Abstract No.:A-D1159
Country:Canada
  
Title:PROGRAMMING REPEATED REACHES TO REMEMBERED VISUAL TARGETS.
  
Authors/Affiliations:1 Aidan A. Thompson*; 3 Rohit Sharma; 2 Denise Y.P. Henriques;
1 Centre for Vision Research & School of Kinesiology and Health Science, York University; 2 Centre for Vision Research, School of Kinesiology and Health Science & Department of Psychology, York University; 3 Department of Psychology, York University, Toronto, ON, Canada
  
Content:Objectives: Previous research has shown that pointing targets are stored and updated in an eye-fixed reference frame (e.g., Henriques et al., 1998). In the current experiment we investigated spatial updating across repeated reaches following intervening eye movements. We tested whether the target’s location is converted from an eye-fixed to an arm-fixed frame just once and then used to program repeated reaches to that same location, or whether the location of the remembered target relative to the eye is updated from an eye- to an arm-fixed frame for each movement.

Materials and Methods: Subjects fixated targets displayed briefly on a touch screen within arms’ reach. They then looked to a peripheral fixation position, and reached to touch the remembered location of the previously displayed target. After completing the first reach, subjects looked to a peripheral location on the opposite side of the target’s location and again reached to touch the location of the same remembered target.
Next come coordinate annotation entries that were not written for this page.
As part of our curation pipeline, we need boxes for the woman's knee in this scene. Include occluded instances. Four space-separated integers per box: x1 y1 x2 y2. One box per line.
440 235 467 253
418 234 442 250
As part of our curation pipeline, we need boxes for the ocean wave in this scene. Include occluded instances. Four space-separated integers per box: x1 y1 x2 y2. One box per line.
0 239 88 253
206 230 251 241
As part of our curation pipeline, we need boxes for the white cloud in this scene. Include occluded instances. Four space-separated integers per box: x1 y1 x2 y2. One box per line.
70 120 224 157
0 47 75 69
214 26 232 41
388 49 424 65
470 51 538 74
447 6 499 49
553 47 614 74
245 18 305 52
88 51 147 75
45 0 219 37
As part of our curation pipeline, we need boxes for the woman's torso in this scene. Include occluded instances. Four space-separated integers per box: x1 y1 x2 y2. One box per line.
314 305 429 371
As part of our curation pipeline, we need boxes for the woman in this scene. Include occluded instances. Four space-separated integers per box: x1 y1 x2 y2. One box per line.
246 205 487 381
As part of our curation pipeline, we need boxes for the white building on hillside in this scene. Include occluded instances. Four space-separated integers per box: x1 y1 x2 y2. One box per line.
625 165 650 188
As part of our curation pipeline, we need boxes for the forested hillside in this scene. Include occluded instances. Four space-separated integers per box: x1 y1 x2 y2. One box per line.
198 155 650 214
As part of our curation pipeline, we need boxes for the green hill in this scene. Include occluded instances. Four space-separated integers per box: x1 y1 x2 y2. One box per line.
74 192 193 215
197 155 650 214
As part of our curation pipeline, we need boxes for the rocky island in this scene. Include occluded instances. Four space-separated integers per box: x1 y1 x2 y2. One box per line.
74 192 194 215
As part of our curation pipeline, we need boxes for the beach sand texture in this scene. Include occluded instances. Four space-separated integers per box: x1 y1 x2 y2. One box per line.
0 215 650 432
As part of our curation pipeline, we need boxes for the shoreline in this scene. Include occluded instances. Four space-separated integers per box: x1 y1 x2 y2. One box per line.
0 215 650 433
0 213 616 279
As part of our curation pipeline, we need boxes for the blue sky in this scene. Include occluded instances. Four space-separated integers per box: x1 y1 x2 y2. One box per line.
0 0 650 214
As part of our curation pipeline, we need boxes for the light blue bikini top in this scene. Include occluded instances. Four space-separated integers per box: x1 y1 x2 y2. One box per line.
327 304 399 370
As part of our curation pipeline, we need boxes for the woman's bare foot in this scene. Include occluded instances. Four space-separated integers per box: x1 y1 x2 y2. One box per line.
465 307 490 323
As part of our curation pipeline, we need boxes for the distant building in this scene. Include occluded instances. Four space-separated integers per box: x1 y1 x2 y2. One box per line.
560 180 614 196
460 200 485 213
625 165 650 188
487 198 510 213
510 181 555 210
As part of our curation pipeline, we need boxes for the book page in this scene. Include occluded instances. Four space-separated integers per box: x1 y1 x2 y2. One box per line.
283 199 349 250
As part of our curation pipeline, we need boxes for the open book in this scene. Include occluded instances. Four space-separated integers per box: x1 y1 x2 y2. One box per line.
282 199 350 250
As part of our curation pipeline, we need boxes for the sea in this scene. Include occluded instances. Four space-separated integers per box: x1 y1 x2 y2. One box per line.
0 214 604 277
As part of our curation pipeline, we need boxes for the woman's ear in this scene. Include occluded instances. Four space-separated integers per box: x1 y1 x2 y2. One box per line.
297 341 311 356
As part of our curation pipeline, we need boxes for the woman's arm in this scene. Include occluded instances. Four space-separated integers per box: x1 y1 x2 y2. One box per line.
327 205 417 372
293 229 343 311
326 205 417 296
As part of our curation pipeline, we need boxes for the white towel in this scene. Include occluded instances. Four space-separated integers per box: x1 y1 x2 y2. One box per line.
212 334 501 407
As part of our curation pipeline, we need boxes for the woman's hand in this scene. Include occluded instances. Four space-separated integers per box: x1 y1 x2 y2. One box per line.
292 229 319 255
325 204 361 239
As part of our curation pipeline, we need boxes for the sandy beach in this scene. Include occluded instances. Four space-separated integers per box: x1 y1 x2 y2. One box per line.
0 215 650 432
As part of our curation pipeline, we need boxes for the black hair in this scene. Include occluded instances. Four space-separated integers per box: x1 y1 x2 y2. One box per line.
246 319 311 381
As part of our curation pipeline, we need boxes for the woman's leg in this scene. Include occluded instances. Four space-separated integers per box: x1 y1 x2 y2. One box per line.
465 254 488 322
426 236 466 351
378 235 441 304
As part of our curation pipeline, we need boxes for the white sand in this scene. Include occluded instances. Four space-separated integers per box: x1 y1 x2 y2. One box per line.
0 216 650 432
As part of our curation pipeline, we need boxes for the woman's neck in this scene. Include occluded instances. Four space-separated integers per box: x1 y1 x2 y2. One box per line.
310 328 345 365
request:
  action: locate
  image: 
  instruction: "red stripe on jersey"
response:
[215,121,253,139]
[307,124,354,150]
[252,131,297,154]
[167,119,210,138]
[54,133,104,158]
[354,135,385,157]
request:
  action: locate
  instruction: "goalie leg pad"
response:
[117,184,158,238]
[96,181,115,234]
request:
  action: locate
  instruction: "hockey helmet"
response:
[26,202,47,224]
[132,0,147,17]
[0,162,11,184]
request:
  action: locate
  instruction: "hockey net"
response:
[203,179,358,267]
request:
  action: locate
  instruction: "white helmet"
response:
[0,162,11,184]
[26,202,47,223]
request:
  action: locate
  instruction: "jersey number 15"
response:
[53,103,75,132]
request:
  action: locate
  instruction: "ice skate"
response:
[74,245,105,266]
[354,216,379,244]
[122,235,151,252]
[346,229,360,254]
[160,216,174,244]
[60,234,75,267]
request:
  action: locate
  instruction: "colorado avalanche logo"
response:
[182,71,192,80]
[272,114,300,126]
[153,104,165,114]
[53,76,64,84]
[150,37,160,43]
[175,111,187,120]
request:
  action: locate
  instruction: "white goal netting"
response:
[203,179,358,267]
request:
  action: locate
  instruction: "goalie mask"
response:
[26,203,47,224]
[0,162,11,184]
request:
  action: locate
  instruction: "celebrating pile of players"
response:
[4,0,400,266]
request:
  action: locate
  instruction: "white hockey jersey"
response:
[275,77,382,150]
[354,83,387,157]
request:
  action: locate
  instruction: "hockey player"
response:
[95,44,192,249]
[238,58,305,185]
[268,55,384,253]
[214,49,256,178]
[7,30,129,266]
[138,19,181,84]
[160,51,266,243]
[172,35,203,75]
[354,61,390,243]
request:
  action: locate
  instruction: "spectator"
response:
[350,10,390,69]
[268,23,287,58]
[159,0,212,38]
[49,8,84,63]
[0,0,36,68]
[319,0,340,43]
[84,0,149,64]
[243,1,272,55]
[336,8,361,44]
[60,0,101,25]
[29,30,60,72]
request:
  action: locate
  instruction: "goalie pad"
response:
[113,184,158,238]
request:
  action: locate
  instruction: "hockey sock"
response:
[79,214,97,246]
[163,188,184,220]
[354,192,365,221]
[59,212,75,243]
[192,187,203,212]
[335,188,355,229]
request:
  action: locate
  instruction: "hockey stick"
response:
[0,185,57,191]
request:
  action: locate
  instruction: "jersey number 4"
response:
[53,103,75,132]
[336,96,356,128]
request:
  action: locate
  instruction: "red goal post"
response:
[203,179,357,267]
Fixation points were either 5 or 10 degrees of visual angle to either side of one of three possible target locations, and all reaches were performed in complete darkness with no visual stimuli of any kind. Eye movements were measured with a head-mounted infrared pupil tracker, and the head was fixed with a bite-bar.

Results: We compared endpoint errors of the second reach with those errors of the first when the eyes moved between the two reaching movements. If these errors are the same, despite the intervening eye movement, it would suggest that people relied on information from the previous movement (such as afferent and/or efferent signals, or an arm-related representation of the target) to program the second movement. If the reach endpoint errors differ it would suggest that the location of the target is updated relative to the new position of the eye and newly converted to an arm-fixed reference frame each time a reach is made. Our results indicate that the pattern of errors during the second reach movement was significantly different from that of the first, with reach endpoint errors typically varying as a function of concurrent gaze direction.
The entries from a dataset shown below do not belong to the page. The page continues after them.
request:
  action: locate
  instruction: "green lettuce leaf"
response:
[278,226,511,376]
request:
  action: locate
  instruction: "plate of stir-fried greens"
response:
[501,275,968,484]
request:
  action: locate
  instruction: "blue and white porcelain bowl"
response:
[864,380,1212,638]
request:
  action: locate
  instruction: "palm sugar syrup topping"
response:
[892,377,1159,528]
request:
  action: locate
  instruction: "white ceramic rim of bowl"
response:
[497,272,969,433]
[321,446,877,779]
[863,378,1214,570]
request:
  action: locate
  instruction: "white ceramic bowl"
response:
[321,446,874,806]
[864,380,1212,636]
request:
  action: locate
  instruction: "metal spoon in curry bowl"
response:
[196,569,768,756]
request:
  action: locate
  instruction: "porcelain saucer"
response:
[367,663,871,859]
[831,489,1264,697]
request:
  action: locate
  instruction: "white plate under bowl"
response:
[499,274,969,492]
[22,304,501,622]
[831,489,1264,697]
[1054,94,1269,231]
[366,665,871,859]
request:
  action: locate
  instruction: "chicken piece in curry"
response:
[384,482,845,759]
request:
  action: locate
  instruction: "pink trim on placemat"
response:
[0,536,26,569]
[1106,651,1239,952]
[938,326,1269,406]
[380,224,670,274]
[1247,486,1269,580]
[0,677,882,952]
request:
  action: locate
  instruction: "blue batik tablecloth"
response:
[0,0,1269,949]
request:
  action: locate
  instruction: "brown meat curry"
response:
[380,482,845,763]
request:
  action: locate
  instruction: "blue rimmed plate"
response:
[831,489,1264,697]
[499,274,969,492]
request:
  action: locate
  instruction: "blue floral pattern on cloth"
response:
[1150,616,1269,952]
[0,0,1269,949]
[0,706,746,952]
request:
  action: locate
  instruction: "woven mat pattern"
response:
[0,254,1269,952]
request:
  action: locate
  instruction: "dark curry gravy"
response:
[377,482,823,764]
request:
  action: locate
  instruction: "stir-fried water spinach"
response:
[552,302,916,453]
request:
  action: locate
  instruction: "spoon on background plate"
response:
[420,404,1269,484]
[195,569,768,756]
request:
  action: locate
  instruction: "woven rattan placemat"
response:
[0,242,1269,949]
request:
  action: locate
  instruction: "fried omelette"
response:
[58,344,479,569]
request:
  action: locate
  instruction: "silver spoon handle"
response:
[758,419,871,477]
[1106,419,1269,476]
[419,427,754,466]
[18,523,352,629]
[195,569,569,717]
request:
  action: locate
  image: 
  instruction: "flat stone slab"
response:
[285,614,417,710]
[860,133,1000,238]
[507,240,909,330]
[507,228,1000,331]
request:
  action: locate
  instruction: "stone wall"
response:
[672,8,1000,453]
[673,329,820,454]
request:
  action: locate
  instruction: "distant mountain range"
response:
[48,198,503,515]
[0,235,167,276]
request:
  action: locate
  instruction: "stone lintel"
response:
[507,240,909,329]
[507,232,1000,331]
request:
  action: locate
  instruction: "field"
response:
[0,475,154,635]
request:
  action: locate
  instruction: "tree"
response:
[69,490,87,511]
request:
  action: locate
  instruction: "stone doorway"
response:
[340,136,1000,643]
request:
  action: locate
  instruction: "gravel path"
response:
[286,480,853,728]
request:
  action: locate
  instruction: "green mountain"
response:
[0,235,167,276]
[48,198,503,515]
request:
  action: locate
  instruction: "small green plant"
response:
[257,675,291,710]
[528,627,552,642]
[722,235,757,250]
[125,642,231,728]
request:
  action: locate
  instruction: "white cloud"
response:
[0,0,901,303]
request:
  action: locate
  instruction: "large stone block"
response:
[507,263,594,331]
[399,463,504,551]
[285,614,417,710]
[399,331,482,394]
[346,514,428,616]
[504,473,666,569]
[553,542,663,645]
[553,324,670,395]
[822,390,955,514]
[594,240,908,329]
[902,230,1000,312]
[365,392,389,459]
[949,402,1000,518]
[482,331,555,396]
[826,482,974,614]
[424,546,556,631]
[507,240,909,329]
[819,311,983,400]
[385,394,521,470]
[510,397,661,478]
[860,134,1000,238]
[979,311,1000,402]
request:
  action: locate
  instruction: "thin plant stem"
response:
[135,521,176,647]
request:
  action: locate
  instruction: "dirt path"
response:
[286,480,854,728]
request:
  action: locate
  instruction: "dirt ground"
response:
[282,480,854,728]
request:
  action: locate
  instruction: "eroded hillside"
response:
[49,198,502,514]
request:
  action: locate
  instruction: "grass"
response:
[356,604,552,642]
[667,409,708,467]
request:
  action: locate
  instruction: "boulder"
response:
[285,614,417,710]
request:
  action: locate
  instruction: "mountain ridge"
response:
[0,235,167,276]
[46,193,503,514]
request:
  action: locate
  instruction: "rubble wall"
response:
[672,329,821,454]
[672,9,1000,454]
Conclusion: These pointing responses suggest that when programming repeated movements to the same location, the brain refers to an updated eye-fixed target representation to program each movement. Our next step is to determine at what point this spatial updating occurs by requiring intervening saccades at different temporal phases of movement planning and execution.

Acknowledgments: CIHR Training Grant in Vision Health Research (to AAT), and CFI & NSERC (to DYPH).